В результате докладов выяснилось, что подготовка Стасом уничтожения завода тайно шла уже давно. У этого мероприятия был внешний заказчик, которого определённо, установить не удалось. Однако было выявлено, что связь с этим самым заказчиком или заказчиками, осуществлял начальник службы безопасности завода – бывший бой-френд нынешней директорской жены. Юрист доложил, что почти все подписи, при оформлении передач акций рабочих  в трастовый фонд поддельные. Главный энергетик рассказал, что электроэнергию с заводской подстанции было приказано продавать сторонним организациям, за счёт снижения потребления завода и заводского посёлка, с одновременным увеличением тарифа для заводчан. Помимо того, директор приказал сжечь архив завода и все экспонаты его музея и дым, идущий из трубы котельной,  всё это и производит, как думает Стас. На самом деле, рабочие сами, вместо грузовика с архивом подогнали к котельной и сдали директорском помощникам грузовик с макулатурой, а архив и экспонаты вывезли в свои гаражи. Представитель бухгалтерии  доложил, что оплата подвижного состава уже произведена, а вот деньги за оборудование ещё не получены. В настоящее время, силами подрядной организации, подконтрольной Стасу, идёт демонтаж цехового оборудования. Работы проводятся под охраной вооружённых людей, не подпускающих рабочих к цехам.
Константин наблюдал, как по мере увеличения объёма информации, речь докладчиков становилась всё медленнее, голос глуше. На совещавшихся наваливалось уныние.
– Ну что, – резюмировал хозяин кабинета, – всё не так страшно, как я думал. Рабочие за нас, а это уже половина успеха, юридические и финансовые неувязки, то же дают нам некоторую надежду, а главное – недавно у нас появился козырь в рукаве, который завтра же остановит всю эту вакханалию и вернёт нам не только завод, но и нашего, пришедшего в себя товарища, Стаса.

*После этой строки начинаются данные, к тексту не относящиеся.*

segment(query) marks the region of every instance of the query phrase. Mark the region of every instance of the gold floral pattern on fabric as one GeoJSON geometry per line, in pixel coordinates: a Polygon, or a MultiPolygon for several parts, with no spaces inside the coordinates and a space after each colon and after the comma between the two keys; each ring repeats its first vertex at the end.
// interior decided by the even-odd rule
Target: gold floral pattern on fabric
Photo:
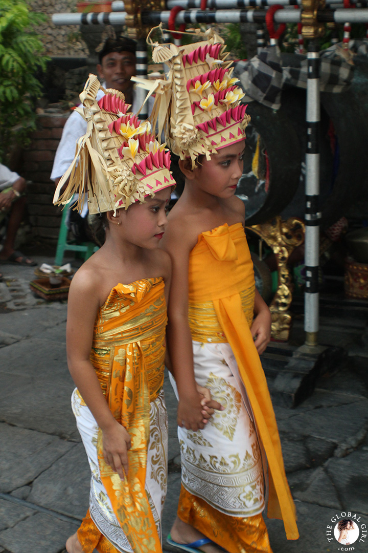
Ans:
{"type": "Polygon", "coordinates": [[[131,440],[124,481],[105,462],[100,430],[97,452],[103,486],[135,553],[162,550],[145,483],[150,403],[162,388],[166,324],[162,278],[118,284],[97,313],[90,356],[109,408],[131,440]]]}
{"type": "Polygon", "coordinates": [[[272,553],[267,529],[261,514],[230,517],[193,495],[183,486],[179,518],[194,526],[229,553],[272,553]]]}
{"type": "Polygon", "coordinates": [[[236,454],[206,455],[183,440],[180,446],[182,483],[191,494],[230,516],[244,512],[250,516],[262,510],[263,472],[259,448],[256,457],[247,451],[241,458],[236,454]]]}
{"type": "Polygon", "coordinates": [[[188,440],[190,440],[191,442],[193,442],[193,444],[195,444],[196,445],[206,446],[207,447],[213,447],[212,444],[208,440],[206,440],[203,435],[203,432],[201,430],[197,430],[196,432],[195,432],[194,430],[188,430],[186,432],[186,436],[188,440]]]}
{"type": "MultiPolygon", "coordinates": [[[[201,305],[206,308],[202,317],[196,311],[190,317],[193,343],[216,345],[209,342],[221,341],[219,332],[225,335],[222,341],[229,345],[236,361],[237,370],[246,390],[267,457],[268,515],[271,518],[282,518],[287,539],[297,539],[295,507],[285,472],[276,418],[250,330],[250,313],[244,308],[244,291],[247,294],[254,290],[253,263],[241,223],[230,226],[225,223],[202,232],[190,252],[189,262],[189,303],[191,308],[191,305],[201,305]],[[211,314],[210,302],[217,324],[211,314]],[[196,319],[204,330],[203,335],[195,333],[196,319]]],[[[253,317],[253,308],[250,310],[253,317]]]]}
{"type": "Polygon", "coordinates": [[[151,478],[159,484],[163,492],[162,494],[162,504],[164,500],[167,489],[167,463],[168,459],[166,455],[162,455],[161,444],[163,436],[167,435],[168,432],[168,421],[166,409],[163,403],[163,397],[159,402],[161,395],[157,400],[151,405],[151,408],[154,410],[153,419],[156,422],[151,424],[150,430],[149,451],[151,454],[151,478]]]}
{"type": "Polygon", "coordinates": [[[215,376],[213,373],[210,373],[205,387],[211,392],[212,399],[224,408],[223,411],[215,411],[211,422],[232,441],[242,406],[242,396],[224,378],[215,376]]]}
{"type": "MultiPolygon", "coordinates": [[[[255,287],[239,293],[242,307],[249,327],[253,318],[255,287]]],[[[192,340],[196,342],[227,342],[218,322],[212,301],[202,303],[189,301],[188,319],[192,340]]]]}

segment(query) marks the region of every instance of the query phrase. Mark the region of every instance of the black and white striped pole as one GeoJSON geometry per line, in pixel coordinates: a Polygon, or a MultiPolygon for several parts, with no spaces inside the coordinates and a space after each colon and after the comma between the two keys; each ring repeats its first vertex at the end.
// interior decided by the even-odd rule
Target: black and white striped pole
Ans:
{"type": "MultiPolygon", "coordinates": [[[[267,0],[265,0],[267,2],[267,0]]],[[[280,3],[278,2],[278,3],[280,3]]],[[[268,5],[268,4],[266,5],[268,5]]],[[[301,20],[301,9],[282,9],[277,12],[274,19],[276,23],[297,23],[301,20]]],[[[155,27],[162,23],[167,25],[170,12],[143,12],[142,21],[145,25],[155,27]]],[[[55,25],[112,25],[125,24],[125,12],[105,13],[55,13],[52,15],[55,25]]],[[[183,10],[177,15],[175,24],[189,25],[211,23],[264,23],[265,9],[233,9],[212,11],[200,9],[183,10]]],[[[320,23],[368,23],[368,9],[338,9],[320,10],[317,12],[317,21],[320,23]]]]}
{"type": "Polygon", "coordinates": [[[319,257],[319,46],[317,40],[308,45],[307,128],[306,152],[305,254],[306,291],[304,330],[306,344],[316,346],[319,330],[318,265],[319,257]]]}
{"type": "MultiPolygon", "coordinates": [[[[136,50],[136,75],[141,79],[148,79],[147,77],[147,44],[145,39],[140,39],[137,43],[137,49],[136,50]]],[[[145,101],[146,96],[146,92],[143,88],[137,86],[135,89],[135,94],[137,99],[137,105],[141,106],[145,101]]],[[[138,118],[140,119],[147,119],[148,116],[148,103],[146,102],[141,111],[138,114],[138,118]]]]}

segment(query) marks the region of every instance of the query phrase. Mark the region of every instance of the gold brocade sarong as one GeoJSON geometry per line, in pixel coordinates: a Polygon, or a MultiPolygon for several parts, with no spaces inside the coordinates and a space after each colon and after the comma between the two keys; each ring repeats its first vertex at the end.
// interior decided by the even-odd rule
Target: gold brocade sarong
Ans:
{"type": "MultiPolygon", "coordinates": [[[[241,223],[230,227],[225,224],[200,234],[189,258],[189,320],[192,338],[205,344],[230,345],[267,457],[268,516],[282,519],[287,539],[297,539],[295,508],[285,473],[275,415],[250,330],[254,294],[253,263],[241,223]]],[[[183,499],[185,494],[190,495],[183,489],[182,494],[183,499]]],[[[181,518],[182,506],[179,504],[178,509],[181,518]]],[[[200,530],[199,512],[196,527],[200,530]]],[[[227,549],[226,544],[223,546],[227,549]]]]}
{"type": "MultiPolygon", "coordinates": [[[[89,511],[78,530],[78,539],[82,546],[86,546],[84,551],[89,551],[93,546],[97,547],[99,543],[99,551],[115,550],[113,547],[109,549],[108,543],[104,545],[100,534],[93,525],[95,523],[100,528],[112,507],[123,538],[125,535],[127,539],[127,546],[123,544],[116,550],[129,550],[130,545],[135,553],[162,551],[157,528],[159,521],[152,513],[152,498],[147,497],[145,483],[150,430],[151,440],[159,440],[154,431],[159,432],[159,427],[164,425],[162,414],[166,416],[162,392],[166,324],[164,283],[161,278],[117,285],[98,310],[90,358],[110,409],[129,433],[131,446],[127,453],[127,478],[121,481],[104,461],[100,429],[92,439],[97,450],[99,469],[97,473],[92,463],[92,477],[102,482],[104,489],[90,504],[90,515],[89,511]],[[152,413],[158,414],[155,419],[158,421],[157,429],[150,429],[150,410],[151,420],[152,413]],[[109,500],[108,504],[104,500],[105,494],[109,500]],[[99,517],[98,521],[94,510],[99,517]]],[[[81,406],[85,405],[80,395],[77,396],[73,400],[77,417],[78,410],[82,410],[81,406]]],[[[154,447],[155,444],[150,442],[150,449],[154,447]]],[[[158,488],[164,488],[165,491],[166,463],[165,459],[164,463],[156,466],[154,475],[158,488]]],[[[161,498],[159,500],[162,503],[163,500],[161,498]]],[[[116,536],[116,527],[114,532],[116,536]]]]}

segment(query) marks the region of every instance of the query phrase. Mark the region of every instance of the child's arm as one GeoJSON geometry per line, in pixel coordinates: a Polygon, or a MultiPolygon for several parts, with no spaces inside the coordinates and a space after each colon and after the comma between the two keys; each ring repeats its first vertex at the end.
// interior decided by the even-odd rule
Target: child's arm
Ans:
{"type": "Polygon", "coordinates": [[[122,480],[128,472],[129,434],[113,417],[89,361],[93,326],[99,306],[98,283],[79,270],[70,286],[67,321],[68,367],[78,389],[102,430],[104,458],[122,480]]]}
{"type": "Polygon", "coordinates": [[[260,355],[271,340],[271,313],[267,304],[257,288],[254,298],[254,314],[255,317],[250,332],[254,340],[254,345],[260,355]]]}
{"type": "MultiPolygon", "coordinates": [[[[172,226],[166,237],[164,248],[170,254],[172,279],[168,314],[168,348],[171,371],[179,394],[178,424],[188,430],[204,427],[204,395],[194,378],[191,336],[188,324],[188,267],[191,244],[184,229],[172,226]]],[[[205,404],[210,409],[222,409],[213,400],[205,404]]],[[[207,418],[206,416],[205,418],[207,418]]]]}

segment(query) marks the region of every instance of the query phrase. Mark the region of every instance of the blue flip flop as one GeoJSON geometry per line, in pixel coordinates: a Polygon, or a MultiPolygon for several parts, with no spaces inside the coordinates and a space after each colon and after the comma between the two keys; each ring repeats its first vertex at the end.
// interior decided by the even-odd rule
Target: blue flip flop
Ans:
{"type": "Polygon", "coordinates": [[[170,534],[166,538],[166,541],[168,544],[173,545],[174,547],[182,549],[184,551],[188,551],[188,553],[203,553],[203,551],[198,549],[198,547],[200,547],[201,545],[205,545],[206,544],[214,544],[214,542],[208,538],[202,538],[201,539],[197,540],[196,541],[193,541],[191,544],[178,544],[172,540],[170,534]]]}

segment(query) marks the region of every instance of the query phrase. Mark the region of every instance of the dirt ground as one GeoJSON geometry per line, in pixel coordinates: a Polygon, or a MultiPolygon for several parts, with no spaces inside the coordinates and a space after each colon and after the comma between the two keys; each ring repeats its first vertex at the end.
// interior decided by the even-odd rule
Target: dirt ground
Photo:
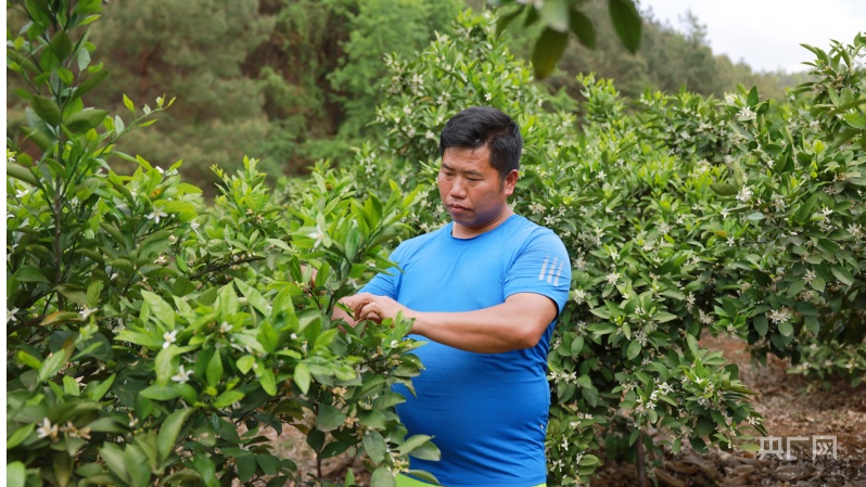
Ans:
{"type": "MultiPolygon", "coordinates": [[[[708,337],[701,344],[723,350],[728,361],[740,367],[741,381],[757,393],[752,405],[765,418],[767,436],[781,438],[779,448],[790,441],[797,459],[780,459],[784,454],[760,458],[739,450],[698,454],[684,447],[677,456],[666,454],[663,465],[649,473],[659,486],[866,487],[866,383],[851,388],[846,382],[836,381],[825,388],[820,382],[788,374],[787,362],[775,357],[767,359],[766,367],[753,363],[741,341],[708,337]],[[813,439],[832,443],[819,436],[836,437],[836,459],[831,454],[812,459],[813,439]]],[[[272,436],[278,454],[294,460],[300,473],[317,471],[303,434],[288,427],[282,435],[272,436]]],[[[768,450],[774,447],[766,444],[768,450]]],[[[345,478],[348,469],[358,485],[369,485],[369,474],[357,456],[346,453],[321,465],[323,477],[332,482],[345,478]]],[[[590,480],[591,487],[636,485],[635,466],[616,462],[608,462],[590,480]]],[[[652,479],[647,485],[653,485],[652,479]]]]}

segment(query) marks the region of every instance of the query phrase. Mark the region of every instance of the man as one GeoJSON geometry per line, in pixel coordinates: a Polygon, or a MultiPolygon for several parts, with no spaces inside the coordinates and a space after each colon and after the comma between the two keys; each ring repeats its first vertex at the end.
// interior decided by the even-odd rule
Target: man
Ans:
{"type": "MultiPolygon", "coordinates": [[[[518,125],[491,107],[467,108],[440,139],[440,195],[451,222],[403,242],[400,270],[343,299],[351,322],[415,319],[425,370],[397,413],[409,435],[432,435],[438,462],[411,459],[445,486],[534,487],[546,482],[544,439],[550,335],[569,296],[560,239],[515,215],[523,148],[518,125]],[[354,320],[353,320],[354,318],[354,320]]],[[[425,485],[400,476],[398,486],[425,485]]]]}

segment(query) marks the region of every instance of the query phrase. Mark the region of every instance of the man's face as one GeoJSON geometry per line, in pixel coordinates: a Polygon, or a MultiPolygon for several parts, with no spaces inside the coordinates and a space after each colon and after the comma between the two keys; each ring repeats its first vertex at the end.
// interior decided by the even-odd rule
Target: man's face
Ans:
{"type": "Polygon", "coordinates": [[[501,222],[517,180],[517,169],[505,181],[499,178],[486,145],[446,149],[437,177],[442,203],[454,222],[480,231],[501,222]]]}

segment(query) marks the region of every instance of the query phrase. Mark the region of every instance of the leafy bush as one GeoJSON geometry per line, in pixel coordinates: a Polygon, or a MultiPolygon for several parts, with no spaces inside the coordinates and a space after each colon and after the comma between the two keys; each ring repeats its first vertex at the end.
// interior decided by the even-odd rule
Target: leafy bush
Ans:
{"type": "MultiPolygon", "coordinates": [[[[365,148],[354,170],[359,180],[417,178],[428,194],[421,207],[436,208],[436,192],[424,187],[438,158],[430,134],[468,105],[494,105],[520,123],[525,149],[513,206],[556,230],[574,259],[574,299],[549,357],[549,484],[590,474],[600,460],[587,450],[600,439],[619,453],[649,427],[670,432],[674,451],[683,439],[699,450],[730,446],[740,425],[760,416],[736,367],[696,338],[713,320],[713,268],[736,248],[706,245],[717,238],[699,219],[703,212],[692,210],[718,206],[710,185],[724,168],[684,165],[660,151],[666,132],[647,139],[607,81],[586,78],[585,110],[596,124],[578,132],[573,116],[544,110],[547,97],[495,37],[491,18],[463,15],[454,31],[417,59],[391,61],[379,121],[393,136],[365,148]]],[[[441,218],[418,212],[411,221],[424,231],[441,218]]]]}
{"type": "Polygon", "coordinates": [[[101,2],[17,8],[31,22],[8,55],[37,149],[8,141],[8,484],[318,483],[262,435],[284,425],[319,459],[366,451],[377,486],[409,453],[436,458],[394,413],[391,385],[420,368],[408,323],[330,318],[353,280],[391,267],[413,194],[361,198],[322,172],[286,207],[245,159],[214,168],[222,195],[205,208],[179,162],[115,150],[171,101],[86,107],[105,77],[85,40],[101,2]],[[116,157],[138,169],[116,175],[116,157]]]}

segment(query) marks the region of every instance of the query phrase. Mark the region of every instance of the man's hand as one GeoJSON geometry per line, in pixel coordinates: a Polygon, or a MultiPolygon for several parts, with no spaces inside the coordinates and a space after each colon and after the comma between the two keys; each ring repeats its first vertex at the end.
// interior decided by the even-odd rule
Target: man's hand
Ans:
{"type": "Polygon", "coordinates": [[[341,299],[341,303],[352,309],[355,320],[372,320],[381,323],[382,320],[394,318],[403,311],[406,318],[416,318],[416,312],[403,306],[394,299],[385,296],[377,296],[370,293],[359,293],[341,299]]]}

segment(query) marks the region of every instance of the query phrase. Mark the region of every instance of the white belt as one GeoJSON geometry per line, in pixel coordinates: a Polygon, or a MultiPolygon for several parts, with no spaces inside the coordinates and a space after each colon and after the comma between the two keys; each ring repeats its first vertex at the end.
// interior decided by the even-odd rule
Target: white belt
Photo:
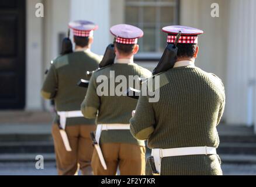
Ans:
{"type": "Polygon", "coordinates": [[[161,174],[161,161],[164,157],[184,156],[192,155],[217,154],[215,147],[189,147],[173,148],[154,148],[152,149],[151,155],[154,157],[157,171],[161,174]]]}
{"type": "Polygon", "coordinates": [[[74,111],[57,111],[57,113],[60,116],[60,123],[61,128],[65,129],[66,126],[67,118],[70,117],[84,117],[81,110],[74,110],[74,111]]]}
{"type": "Polygon", "coordinates": [[[97,125],[97,129],[96,129],[95,139],[99,144],[99,138],[101,138],[101,131],[102,130],[129,129],[130,124],[99,124],[97,125]]]}
{"type": "Polygon", "coordinates": [[[67,151],[71,151],[71,148],[68,141],[68,136],[65,131],[66,127],[67,118],[69,117],[84,117],[81,110],[74,111],[57,111],[57,113],[60,116],[60,133],[61,136],[61,138],[63,140],[64,144],[67,151]]]}

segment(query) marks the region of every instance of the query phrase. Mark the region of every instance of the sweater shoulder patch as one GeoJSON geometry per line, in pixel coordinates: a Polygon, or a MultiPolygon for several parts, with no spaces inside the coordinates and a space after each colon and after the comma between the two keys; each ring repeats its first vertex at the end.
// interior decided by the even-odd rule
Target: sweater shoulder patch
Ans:
{"type": "Polygon", "coordinates": [[[159,74],[148,78],[147,81],[149,91],[154,92],[169,84],[165,73],[159,74]]]}

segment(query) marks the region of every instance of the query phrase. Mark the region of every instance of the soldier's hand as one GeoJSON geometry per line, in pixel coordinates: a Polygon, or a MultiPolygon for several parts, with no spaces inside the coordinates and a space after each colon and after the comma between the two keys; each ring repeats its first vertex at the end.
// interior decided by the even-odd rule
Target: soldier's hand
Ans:
{"type": "Polygon", "coordinates": [[[133,110],[132,112],[132,117],[133,117],[134,116],[134,115],[135,115],[135,110],[133,110]]]}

Ободряющая и витиеватая речь Константина привела собравшихся в полное смятение. Все, выждав несколько секунд, одновременно заговорили бурно и удивлённо, от чего в кабинете воцарился сплошной гул. Различить можно было лишь отдельные фразы, в основном, об этом удивительном козыре. Среди общего шума, поднялся бывший юрист:
– Товарищи, внимание! Потише, попрошу! Хочу обрисовать задачу. Каждое действие Стаса незаконно. Мы, соответственно, можем отстоять завод законным путём. Однако на это потребуется время. У меня есть несколько моих учеников, которые помогут мне, но нужно, чтобы за это время не начали вывозить оборудование и документацию завода.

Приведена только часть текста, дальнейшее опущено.